ShareChat lays off 20 per cent of its workforce

ShareChat has laid off 20 per cent of its workforce.

The India-based social media unicorn - which is believed to employ roughly 2,200 people - made the cuts in a cost saving measure.

Mohalla Tech, the video-sharing app’s parent company, trimmed management roles, according to Moneycontrol.com.

In December, the firm - which is the first social media company founded in India and is backed by tech firms Google and Twitter - laid off people working on their online gaming platform Jeet11.

A spokesperson for the company - which is based Bangalore and worth roughly $5 billion - said that "as capital becomes expensive, companies need to prioritise their bets and invest in the highest-impact projects only".

"The decision to reduce employee costs was taken after much deliberations and in light of growing market consensus that investment sentiments will remain very cautious throughout this year.”

The tech industry as a whole has been facing the impact of the economic slowdown - which has impacted the cost of their materials and ad revenue - like Meta, who have announced plans to lay off a considerable chunk of their workforce.

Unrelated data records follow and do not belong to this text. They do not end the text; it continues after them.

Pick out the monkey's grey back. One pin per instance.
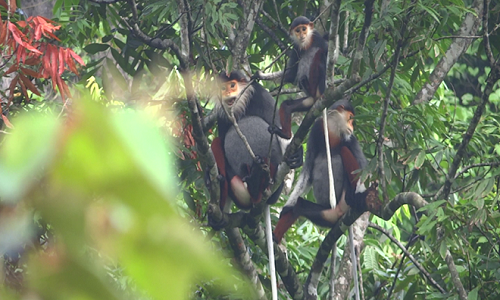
(255, 130)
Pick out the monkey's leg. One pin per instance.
(258, 178)
(358, 200)
(286, 110)
(287, 218)
(316, 213)
(217, 150)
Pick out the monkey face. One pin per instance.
(302, 35)
(341, 122)
(235, 96)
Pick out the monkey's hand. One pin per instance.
(257, 75)
(286, 210)
(296, 159)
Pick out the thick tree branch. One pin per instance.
(333, 39)
(244, 261)
(250, 13)
(105, 1)
(286, 271)
(383, 118)
(360, 48)
(386, 212)
(344, 277)
(469, 27)
(493, 77)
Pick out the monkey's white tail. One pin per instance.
(270, 251)
(332, 197)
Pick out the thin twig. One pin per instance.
(408, 254)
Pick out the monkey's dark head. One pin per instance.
(235, 93)
(340, 119)
(301, 32)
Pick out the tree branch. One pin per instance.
(469, 27)
(358, 55)
(244, 261)
(424, 272)
(271, 33)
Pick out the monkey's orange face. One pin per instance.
(302, 35)
(230, 91)
(349, 117)
(341, 122)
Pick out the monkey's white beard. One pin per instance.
(337, 123)
(306, 43)
(240, 103)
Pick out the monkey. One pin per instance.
(306, 68)
(244, 178)
(347, 156)
(253, 107)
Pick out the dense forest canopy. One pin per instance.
(109, 187)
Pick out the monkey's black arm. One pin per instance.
(292, 66)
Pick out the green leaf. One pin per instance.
(95, 48)
(473, 295)
(419, 161)
(25, 153)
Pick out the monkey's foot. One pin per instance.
(256, 76)
(372, 201)
(217, 225)
(296, 159)
(332, 215)
(274, 129)
(287, 218)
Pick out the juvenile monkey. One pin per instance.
(306, 68)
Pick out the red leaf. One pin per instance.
(53, 61)
(19, 37)
(38, 32)
(7, 122)
(12, 68)
(76, 57)
(12, 86)
(61, 61)
(31, 73)
(13, 6)
(3, 31)
(29, 84)
(33, 60)
(23, 88)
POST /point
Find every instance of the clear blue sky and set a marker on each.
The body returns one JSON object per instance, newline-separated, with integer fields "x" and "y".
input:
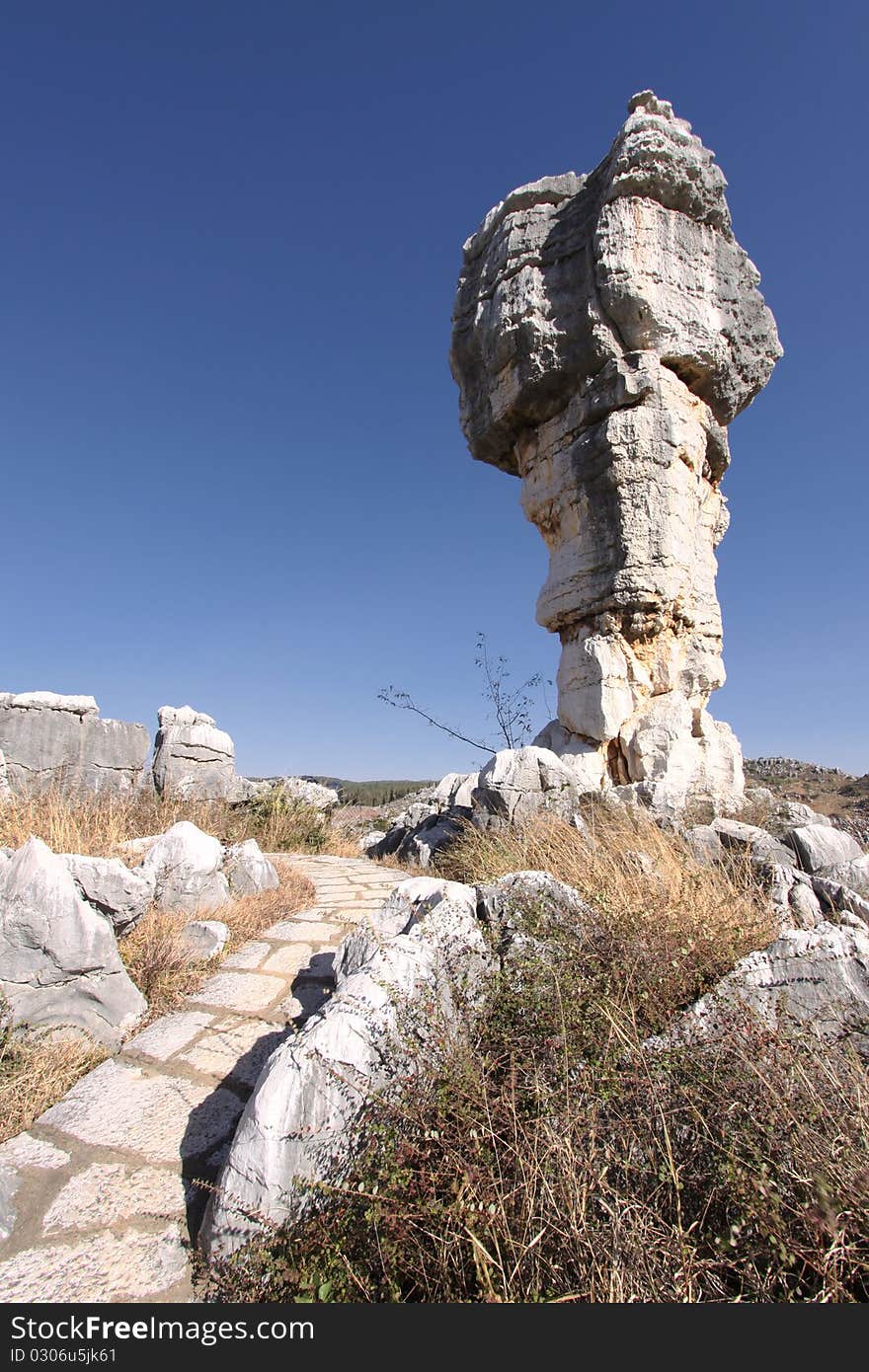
{"x": 232, "y": 467}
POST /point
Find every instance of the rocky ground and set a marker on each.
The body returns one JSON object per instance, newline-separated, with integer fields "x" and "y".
{"x": 827, "y": 789}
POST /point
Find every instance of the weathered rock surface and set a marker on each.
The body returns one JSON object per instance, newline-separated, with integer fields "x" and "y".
{"x": 809, "y": 978}
{"x": 247, "y": 872}
{"x": 59, "y": 963}
{"x": 186, "y": 866}
{"x": 607, "y": 328}
{"x": 792, "y": 899}
{"x": 204, "y": 939}
{"x": 60, "y": 741}
{"x": 749, "y": 838}
{"x": 309, "y": 792}
{"x": 193, "y": 756}
{"x": 819, "y": 845}
{"x": 117, "y": 892}
{"x": 853, "y": 875}
{"x": 418, "y": 973}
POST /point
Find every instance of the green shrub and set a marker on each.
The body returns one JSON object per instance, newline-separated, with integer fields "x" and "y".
{"x": 553, "y": 1158}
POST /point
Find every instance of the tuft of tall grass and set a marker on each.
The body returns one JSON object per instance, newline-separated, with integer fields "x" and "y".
{"x": 99, "y": 825}
{"x": 158, "y": 960}
{"x": 35, "y": 1072}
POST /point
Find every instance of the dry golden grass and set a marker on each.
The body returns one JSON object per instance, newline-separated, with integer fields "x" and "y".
{"x": 158, "y": 960}
{"x": 35, "y": 1073}
{"x": 672, "y": 931}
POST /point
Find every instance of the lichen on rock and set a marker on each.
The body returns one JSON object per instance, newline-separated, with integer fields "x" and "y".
{"x": 607, "y": 330}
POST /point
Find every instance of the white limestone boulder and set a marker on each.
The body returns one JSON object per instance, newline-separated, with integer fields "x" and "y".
{"x": 59, "y": 963}
{"x": 853, "y": 875}
{"x": 753, "y": 841}
{"x": 820, "y": 845}
{"x": 187, "y": 870}
{"x": 60, "y": 742}
{"x": 116, "y": 890}
{"x": 309, "y": 792}
{"x": 193, "y": 757}
{"x": 520, "y": 782}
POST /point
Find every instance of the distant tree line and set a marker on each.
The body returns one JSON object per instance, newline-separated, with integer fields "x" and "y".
{"x": 371, "y": 792}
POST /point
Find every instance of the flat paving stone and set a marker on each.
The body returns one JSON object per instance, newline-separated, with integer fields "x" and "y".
{"x": 301, "y": 931}
{"x": 161, "y": 1117}
{"x": 238, "y": 991}
{"x": 290, "y": 959}
{"x": 164, "y": 1111}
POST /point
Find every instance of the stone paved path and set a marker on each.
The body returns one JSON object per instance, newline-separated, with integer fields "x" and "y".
{"x": 98, "y": 1196}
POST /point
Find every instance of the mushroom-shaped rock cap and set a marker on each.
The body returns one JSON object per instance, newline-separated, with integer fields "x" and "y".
{"x": 573, "y": 271}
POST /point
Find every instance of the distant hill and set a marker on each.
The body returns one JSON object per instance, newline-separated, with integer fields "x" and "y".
{"x": 827, "y": 789}
{"x": 371, "y": 792}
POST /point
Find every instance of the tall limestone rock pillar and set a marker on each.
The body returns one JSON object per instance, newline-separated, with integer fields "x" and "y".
{"x": 607, "y": 330}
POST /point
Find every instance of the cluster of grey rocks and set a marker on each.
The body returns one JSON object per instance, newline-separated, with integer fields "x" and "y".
{"x": 60, "y": 915}
{"x": 49, "y": 741}
{"x": 416, "y": 974}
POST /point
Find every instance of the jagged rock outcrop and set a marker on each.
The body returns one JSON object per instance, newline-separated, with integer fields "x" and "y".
{"x": 116, "y": 890}
{"x": 191, "y": 870}
{"x": 193, "y": 756}
{"x": 607, "y": 330}
{"x": 59, "y": 963}
{"x": 416, "y": 975}
{"x": 59, "y": 741}
{"x": 808, "y": 980}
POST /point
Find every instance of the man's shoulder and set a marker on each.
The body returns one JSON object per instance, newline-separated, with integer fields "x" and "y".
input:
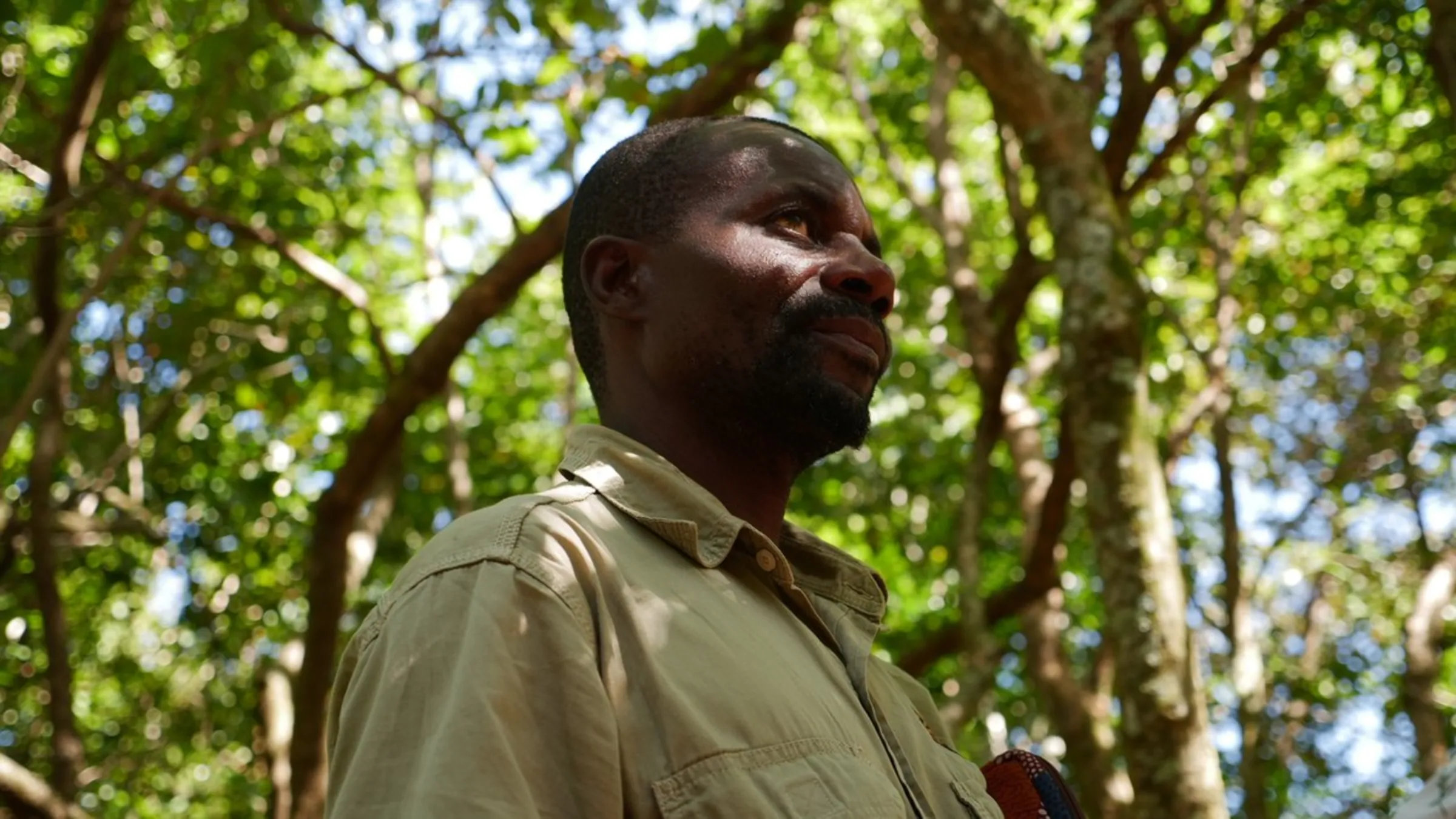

In November, Mark Zuckerberg wrote that the 11,000 job losses were "the most difficult changes we've made in Meta's history".

He added: "I know this is tough for everyone, and I'm especially sorry to those impacted,” as he thought the growth made during the height of the COVID-19 pandemic would be met.

"Many people predicted this would be a permanent acceleration. I did too, so I made the decision to significantly increase our investments."